Berthold Aronade attended grammar school in Groß-Strehlitz and then studied law in Munich, Berlin, Zurich and Breslau. In 1897/98, he completed his doctorate at the Friedrich Schiller University in Jena with a dissertation on Jesuit law. During his studies, he was registered in Berlin.
On 16 May 1907, he married Katharina Sachs in Hirschberg. The couple had two sons, Günther and Kurt. During a period of increasing political anti-Semitism, Aronade supported the election fund of the Central Association of German Citizens of the Jewish Faith in 1911.
Aronade served as a soldier in the First World War and was severely wounded in November 1914 as a deputy sergeant in the Kattowitz Landsturm battalion.

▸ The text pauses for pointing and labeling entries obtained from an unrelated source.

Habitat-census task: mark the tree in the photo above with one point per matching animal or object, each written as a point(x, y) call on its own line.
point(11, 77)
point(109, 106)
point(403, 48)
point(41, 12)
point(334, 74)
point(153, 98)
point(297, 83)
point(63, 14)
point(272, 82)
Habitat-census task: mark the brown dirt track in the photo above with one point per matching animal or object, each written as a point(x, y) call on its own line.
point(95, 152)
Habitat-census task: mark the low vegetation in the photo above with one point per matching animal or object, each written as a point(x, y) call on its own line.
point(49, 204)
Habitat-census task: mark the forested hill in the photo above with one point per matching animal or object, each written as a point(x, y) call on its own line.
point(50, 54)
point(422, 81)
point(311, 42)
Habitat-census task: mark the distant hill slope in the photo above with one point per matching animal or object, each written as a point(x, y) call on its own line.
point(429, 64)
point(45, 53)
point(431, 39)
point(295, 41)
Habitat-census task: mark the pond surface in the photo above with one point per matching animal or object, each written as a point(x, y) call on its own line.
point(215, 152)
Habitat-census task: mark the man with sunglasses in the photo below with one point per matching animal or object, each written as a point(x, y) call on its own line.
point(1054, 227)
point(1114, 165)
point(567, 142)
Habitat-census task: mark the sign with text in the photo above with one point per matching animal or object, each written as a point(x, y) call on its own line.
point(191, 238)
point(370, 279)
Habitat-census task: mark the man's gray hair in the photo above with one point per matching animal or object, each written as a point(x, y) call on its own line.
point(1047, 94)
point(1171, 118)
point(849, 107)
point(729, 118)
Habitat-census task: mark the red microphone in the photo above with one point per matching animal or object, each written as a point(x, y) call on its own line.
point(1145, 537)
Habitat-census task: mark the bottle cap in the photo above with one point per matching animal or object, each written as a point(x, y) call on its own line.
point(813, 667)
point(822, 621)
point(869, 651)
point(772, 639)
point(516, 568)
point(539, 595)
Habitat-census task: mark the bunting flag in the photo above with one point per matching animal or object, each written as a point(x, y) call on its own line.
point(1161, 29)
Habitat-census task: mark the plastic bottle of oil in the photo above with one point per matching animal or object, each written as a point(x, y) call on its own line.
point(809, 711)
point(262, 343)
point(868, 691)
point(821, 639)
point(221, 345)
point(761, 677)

After the war and the Polish occupation of Upper Silesia, the family left their homeland. From 4 November 1920, they lived in Radebeul at Sedanstraße 5 (now Clara-Zetkin-Straße). Berthold Aronade is listed in the address book as a merchant. In 1921, he joined the company Theodor Aust oHG in Dresden as a personally liable partner, a wholesaler for hardware and business supplies.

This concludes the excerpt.